# Parent and child folders



## Kent (Jan 25, 2011)

Using the library module I have folders that are named by date and event. When I click on the small arrow to the left of the folder (parent) it will drop down another folder (child) with the same amount of files as the parent. If I have 300 files in the child folder do I also have 300 files in the parent folder for a total of 600 files? I have tried to delete the child folder but LR3 will also the parent folder. Is it possible to delete only the child folder and keep the files in the parent folder? How would I accomplish the task?

Kent


----------



## Mark Sirota (Jan 25, 2011)

Welcome to Lightroom Forums.

In the Library menu, uncheck "Show Photos in Subfolders".  Now how many files are shown in the parent?  Does this make it more clear?


----------



## Jim Wilde (Jan 25, 2011)

Kent, welcome to the forum.

You can choose which way to display the numbers of pictures when you have a parent/child hierarchy. There is an option to "Show Photos in Subfolders" which you can get to via the Library drop-down menu. When NOT selected, the Parent Folder will NOT include the sum of all the pictures in its child folders, thus if Parent Folder A has 10 pictures, and its two Child Folders each have 20 pictures, in this situation Parent A will show 10. 

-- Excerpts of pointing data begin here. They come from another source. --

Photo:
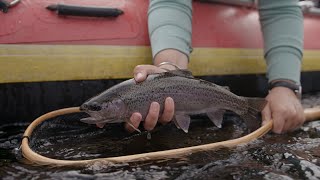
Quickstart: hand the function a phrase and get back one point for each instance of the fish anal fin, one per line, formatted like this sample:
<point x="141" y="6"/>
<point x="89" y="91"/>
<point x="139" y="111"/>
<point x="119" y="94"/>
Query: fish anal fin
<point x="183" y="121"/>
<point x="251" y="117"/>
<point x="216" y="116"/>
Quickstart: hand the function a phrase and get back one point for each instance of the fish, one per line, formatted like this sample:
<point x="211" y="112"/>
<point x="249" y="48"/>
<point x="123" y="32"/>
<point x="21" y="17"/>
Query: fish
<point x="192" y="96"/>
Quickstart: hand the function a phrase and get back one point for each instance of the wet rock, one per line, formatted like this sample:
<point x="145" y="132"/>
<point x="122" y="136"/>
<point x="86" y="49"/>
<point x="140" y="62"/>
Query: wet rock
<point x="274" y="176"/>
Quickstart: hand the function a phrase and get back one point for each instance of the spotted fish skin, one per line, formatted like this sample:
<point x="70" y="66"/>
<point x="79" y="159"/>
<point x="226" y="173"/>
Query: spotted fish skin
<point x="191" y="96"/>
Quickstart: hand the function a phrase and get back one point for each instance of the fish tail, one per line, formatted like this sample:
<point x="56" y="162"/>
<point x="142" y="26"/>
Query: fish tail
<point x="251" y="116"/>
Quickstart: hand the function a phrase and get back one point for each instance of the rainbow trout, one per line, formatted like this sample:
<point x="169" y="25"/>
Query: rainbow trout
<point x="191" y="96"/>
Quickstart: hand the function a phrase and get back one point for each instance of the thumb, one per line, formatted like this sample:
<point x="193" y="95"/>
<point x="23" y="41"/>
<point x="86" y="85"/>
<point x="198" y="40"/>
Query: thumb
<point x="266" y="115"/>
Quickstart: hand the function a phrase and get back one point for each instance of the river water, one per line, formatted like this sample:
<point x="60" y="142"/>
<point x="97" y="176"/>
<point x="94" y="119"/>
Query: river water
<point x="294" y="155"/>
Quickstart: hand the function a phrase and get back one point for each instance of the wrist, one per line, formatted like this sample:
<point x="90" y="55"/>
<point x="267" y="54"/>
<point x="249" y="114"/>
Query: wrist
<point x="171" y="56"/>
<point x="295" y="87"/>
<point x="169" y="66"/>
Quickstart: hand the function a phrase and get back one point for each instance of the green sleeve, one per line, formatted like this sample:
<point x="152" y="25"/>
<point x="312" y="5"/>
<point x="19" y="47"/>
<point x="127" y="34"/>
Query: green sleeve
<point x="170" y="25"/>
<point x="282" y="28"/>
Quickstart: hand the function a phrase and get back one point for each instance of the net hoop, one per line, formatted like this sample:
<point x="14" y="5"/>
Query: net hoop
<point x="28" y="153"/>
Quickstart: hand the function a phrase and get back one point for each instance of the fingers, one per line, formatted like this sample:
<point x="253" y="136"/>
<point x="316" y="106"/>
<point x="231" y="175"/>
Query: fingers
<point x="266" y="115"/>
<point x="152" y="117"/>
<point x="141" y="72"/>
<point x="168" y="111"/>
<point x="285" y="110"/>
<point x="135" y="120"/>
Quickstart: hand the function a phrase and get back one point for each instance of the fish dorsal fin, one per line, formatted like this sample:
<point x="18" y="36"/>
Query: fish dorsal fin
<point x="182" y="121"/>
<point x="180" y="72"/>
<point x="216" y="116"/>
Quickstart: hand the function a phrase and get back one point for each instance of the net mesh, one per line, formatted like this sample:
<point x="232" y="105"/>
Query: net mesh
<point x="65" y="137"/>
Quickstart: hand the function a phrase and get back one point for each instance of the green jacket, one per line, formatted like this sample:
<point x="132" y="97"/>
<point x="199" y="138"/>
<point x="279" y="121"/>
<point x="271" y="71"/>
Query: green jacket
<point x="170" y="27"/>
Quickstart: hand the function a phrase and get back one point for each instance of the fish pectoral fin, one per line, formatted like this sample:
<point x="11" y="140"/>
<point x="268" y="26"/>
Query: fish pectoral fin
<point x="216" y="116"/>
<point x="131" y="125"/>
<point x="182" y="121"/>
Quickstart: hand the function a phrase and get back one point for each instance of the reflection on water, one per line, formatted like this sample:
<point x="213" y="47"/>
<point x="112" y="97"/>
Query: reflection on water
<point x="291" y="156"/>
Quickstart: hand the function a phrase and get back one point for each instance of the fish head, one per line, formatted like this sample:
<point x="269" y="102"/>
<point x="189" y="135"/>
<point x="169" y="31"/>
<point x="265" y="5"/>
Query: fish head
<point x="103" y="111"/>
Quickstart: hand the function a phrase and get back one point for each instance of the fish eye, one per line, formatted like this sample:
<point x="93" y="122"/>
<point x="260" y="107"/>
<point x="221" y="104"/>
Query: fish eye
<point x="94" y="107"/>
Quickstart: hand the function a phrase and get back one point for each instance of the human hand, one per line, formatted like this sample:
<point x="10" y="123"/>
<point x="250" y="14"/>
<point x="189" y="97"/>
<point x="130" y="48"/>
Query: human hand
<point x="285" y="109"/>
<point x="140" y="74"/>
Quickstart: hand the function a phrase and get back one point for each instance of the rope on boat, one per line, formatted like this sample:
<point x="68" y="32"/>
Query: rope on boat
<point x="310" y="114"/>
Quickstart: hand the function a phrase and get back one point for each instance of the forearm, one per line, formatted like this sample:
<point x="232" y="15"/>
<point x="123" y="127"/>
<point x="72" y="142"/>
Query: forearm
<point x="170" y="28"/>
<point x="282" y="28"/>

If however, you *select*  to "Show Photos in Subfolders", then in the above example Parent A will have a total against it of 50 (its own 10 plus 2 x 20 from the Child Folders).

So in your case, do you have 300 in each folder? Don't know because I don't know what your selection for that setting is.....though I would guess the option is selected and you have in fact 300 photos ONLY in the child folder. Change the setting and the number against Parent will likely drop to zero.

If you truly want to move all the photos out of the child into the parent, select the child folder in the Folders Panel, make sure you are in Grid mode, do Ctrl+A to select all, then click *in the centre (not on the grey frame)* of any one of the selected photos and drag onto the Parent folder name in the Folders Panel. Release and the 300 photos will be moved into the Parent folder. The child folder (which should then have a zero count) can then be deleted. Just be careful!


----------



## Kent (Jan 26, 2011)

Thanks for the info. I was able to move the files and all is well.

Kent


----------